Alright, folks, gather 'round because we're diving into a flavor explosion with this Grilled Lime-Marinated Flat Iron Steak! Picture this: tender, juicy flat iron steak soaking up all that zesty goodness from a tangy lime marinade.


1/3 C. lime juice (about 4 limes)

2 T. soy sauce

2 green onions thinly sliced (about 1/3 cup)

2 T. minced fresh ginger 

1/2 t. red pepper flakes

1-1/2 lb. flat iron steak 

vegetable oil for grates or grill pan

coarse salt and fresh ground pepper, to taste


To Serve:

IP Cuban Style Black Beans and Rice (Optional)



  1. Combine the lime juice, soy sauce, green onions, ginger and red pepper flakes in a resealable plastic bag. 

  2. Lightly score steak in a cross-hatch manner on both sides.

  3. Add the steak to a Ziplock bag and press out all the air and seal.  Place the bag in a dish to protect against leakage.  Marinate for at least 30 minutes or overnight in the refrigerator. 

  4. Heat an outdoor grill, contact grill, or indoor grill pan to medium high. Lightly oil pan or grill grates.

  5. Remove the steak from the marinade and let the excess marinade drip off.  Pat dry with a paper towel. Season to taste with salt and pepper.  Place the steak on the grill; cover and cook, turning once until the meat has reached the desired doneness, 6-8 minutes (depending on thickness of steak) for medium rare.  Let the steak rest for 10 minutes before slicing thin across the grain. Serve with Cuban Style Black Beans and Rice if desired. Enjoy!


Flat iron steak is the second-most tender steak cut available. It is known for its rich, beefy taste.  Similar cuts to the flat iron steak are the butler steak in the UK or the oyster blade steak found in New Zealand and Australia.
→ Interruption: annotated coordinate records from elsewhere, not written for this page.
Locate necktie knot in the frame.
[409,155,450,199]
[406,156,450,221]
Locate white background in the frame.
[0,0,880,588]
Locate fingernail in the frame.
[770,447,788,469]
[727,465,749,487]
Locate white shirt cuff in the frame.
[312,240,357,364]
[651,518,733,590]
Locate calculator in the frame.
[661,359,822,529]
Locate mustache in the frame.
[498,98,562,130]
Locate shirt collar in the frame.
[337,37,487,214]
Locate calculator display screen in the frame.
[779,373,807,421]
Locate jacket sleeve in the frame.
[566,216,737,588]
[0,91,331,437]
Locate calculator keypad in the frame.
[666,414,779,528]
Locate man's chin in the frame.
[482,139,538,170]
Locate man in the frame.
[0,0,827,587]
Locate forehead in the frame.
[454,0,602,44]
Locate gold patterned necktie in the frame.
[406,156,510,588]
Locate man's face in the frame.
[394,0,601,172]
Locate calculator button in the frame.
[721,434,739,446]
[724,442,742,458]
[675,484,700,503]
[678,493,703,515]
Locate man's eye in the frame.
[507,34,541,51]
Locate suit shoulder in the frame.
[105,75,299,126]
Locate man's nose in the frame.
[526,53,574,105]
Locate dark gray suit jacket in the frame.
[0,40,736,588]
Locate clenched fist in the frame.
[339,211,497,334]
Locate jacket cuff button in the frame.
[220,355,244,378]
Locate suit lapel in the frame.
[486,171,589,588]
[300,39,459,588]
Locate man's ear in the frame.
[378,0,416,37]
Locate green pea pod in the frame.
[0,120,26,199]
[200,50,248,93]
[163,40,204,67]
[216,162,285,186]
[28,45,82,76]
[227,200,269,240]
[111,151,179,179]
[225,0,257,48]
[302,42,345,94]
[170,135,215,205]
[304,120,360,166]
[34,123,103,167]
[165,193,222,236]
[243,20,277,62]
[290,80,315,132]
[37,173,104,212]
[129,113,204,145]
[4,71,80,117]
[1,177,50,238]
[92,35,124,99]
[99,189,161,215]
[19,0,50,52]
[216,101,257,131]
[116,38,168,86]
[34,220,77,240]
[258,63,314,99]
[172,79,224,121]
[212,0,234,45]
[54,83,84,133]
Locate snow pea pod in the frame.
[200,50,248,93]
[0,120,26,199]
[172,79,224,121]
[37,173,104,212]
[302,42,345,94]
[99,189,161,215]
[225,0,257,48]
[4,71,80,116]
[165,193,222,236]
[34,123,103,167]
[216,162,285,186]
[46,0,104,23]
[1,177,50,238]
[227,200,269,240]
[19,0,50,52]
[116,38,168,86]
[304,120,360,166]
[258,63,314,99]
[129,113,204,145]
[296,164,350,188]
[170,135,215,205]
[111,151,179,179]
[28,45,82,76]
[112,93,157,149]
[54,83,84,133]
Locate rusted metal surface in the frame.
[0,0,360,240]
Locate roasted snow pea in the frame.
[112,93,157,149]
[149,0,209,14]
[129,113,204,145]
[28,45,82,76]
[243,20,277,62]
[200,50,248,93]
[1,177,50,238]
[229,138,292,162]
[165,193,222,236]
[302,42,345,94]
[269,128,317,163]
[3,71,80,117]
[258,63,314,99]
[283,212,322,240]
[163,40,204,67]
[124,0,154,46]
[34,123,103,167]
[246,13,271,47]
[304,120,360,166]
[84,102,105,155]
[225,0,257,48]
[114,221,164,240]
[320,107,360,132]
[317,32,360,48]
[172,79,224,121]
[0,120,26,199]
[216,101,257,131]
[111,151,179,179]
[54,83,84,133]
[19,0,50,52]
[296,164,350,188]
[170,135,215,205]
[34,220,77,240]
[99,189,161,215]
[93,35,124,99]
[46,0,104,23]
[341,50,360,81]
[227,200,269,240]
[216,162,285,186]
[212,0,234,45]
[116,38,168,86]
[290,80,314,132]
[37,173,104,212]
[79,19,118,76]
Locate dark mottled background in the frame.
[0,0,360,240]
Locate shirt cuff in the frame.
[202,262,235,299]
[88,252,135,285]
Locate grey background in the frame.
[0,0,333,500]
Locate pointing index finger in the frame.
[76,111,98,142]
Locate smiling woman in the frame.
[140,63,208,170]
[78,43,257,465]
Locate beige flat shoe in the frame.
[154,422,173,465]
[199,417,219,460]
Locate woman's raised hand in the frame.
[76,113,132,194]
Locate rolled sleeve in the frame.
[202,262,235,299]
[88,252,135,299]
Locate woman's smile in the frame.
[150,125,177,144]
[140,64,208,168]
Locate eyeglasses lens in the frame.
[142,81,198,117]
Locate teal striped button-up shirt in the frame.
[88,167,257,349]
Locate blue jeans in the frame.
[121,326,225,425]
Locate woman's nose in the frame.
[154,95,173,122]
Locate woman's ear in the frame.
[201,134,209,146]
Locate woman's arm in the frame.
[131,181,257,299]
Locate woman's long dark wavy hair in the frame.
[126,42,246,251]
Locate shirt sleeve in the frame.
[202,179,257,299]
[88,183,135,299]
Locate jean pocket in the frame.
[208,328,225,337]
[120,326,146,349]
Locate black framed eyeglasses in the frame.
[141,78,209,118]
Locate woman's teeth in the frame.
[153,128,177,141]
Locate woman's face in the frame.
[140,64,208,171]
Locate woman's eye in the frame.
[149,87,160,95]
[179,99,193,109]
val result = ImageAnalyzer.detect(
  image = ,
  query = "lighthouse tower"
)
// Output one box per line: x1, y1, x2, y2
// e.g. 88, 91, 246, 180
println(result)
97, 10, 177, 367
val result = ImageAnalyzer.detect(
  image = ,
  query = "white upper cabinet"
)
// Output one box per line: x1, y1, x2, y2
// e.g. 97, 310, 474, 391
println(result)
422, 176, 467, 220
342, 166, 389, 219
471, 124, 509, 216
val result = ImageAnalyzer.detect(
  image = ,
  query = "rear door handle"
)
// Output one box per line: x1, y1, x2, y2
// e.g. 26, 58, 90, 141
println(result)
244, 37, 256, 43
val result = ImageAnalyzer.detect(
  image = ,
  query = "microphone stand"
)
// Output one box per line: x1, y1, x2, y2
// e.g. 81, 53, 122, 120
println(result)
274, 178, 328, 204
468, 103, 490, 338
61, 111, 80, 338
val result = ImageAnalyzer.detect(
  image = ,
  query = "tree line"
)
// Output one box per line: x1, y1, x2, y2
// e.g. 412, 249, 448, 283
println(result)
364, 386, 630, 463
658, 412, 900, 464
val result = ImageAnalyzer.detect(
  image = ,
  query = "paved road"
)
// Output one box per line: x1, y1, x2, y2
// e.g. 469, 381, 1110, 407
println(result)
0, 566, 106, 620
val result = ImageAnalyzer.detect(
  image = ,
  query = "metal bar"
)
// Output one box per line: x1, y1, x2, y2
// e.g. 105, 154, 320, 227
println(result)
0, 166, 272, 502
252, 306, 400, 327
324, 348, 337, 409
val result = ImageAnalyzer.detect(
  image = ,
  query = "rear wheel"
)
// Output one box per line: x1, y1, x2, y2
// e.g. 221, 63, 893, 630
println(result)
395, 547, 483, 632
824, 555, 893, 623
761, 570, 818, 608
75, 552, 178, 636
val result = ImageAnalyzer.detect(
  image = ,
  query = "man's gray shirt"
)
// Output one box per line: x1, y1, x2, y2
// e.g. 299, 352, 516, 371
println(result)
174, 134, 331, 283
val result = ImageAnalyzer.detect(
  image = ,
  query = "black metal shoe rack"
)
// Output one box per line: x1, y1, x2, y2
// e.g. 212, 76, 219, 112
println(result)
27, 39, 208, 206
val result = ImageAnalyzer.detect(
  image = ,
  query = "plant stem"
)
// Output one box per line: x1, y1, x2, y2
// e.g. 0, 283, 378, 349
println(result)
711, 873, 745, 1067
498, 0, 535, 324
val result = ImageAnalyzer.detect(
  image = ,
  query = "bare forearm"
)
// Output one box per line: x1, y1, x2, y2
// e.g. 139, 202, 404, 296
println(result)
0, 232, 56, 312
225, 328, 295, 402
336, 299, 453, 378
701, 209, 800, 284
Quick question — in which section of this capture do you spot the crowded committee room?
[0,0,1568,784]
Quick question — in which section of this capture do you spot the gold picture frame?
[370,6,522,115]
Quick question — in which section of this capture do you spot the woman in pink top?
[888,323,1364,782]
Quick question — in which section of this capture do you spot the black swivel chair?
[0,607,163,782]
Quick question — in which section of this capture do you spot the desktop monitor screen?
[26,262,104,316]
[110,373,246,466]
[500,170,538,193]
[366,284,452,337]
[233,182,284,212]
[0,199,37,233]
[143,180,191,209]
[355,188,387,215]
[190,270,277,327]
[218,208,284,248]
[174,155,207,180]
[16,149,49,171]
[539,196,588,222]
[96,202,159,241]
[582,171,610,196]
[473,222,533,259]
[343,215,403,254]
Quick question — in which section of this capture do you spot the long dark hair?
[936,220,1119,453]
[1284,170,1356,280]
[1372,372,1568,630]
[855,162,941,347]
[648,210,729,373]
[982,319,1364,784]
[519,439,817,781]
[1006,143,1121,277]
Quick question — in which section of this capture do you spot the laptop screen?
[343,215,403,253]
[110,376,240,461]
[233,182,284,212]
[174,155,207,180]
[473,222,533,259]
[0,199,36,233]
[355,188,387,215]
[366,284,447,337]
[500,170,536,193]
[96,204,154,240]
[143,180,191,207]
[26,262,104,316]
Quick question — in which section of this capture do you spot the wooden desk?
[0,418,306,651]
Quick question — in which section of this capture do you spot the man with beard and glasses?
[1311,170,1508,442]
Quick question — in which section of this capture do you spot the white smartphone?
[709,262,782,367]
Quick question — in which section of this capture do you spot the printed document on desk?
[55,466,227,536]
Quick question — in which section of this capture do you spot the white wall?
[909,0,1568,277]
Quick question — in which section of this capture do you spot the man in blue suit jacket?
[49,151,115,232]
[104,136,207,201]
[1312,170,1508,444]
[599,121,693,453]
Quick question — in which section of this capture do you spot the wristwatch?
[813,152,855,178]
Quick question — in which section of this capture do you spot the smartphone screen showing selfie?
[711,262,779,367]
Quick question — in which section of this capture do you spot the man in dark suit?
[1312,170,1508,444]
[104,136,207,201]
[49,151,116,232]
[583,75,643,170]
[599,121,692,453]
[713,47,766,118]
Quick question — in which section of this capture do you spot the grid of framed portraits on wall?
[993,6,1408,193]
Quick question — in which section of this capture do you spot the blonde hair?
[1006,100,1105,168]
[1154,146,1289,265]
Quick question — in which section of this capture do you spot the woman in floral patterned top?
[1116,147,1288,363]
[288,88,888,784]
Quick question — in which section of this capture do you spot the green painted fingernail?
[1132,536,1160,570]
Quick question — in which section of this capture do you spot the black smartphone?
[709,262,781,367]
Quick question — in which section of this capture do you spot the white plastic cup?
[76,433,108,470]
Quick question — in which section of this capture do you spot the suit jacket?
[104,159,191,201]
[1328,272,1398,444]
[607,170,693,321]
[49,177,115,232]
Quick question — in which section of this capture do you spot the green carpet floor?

Book steak, shoulder top blade steak, and petite steak are just a few other cuts found in various regions around the world that seem to resemble the flat iron steak. 

Tip: For rare, temperature should be 120°F to 125°F, around three minutes per side; medium rare is 135°F, three to four minutes per side; medium, 140°F, four to five minutes per side; medium well, 150°F, five to six minutes per side; and well-done, 160°F to 175°F, six to seven minutes per side.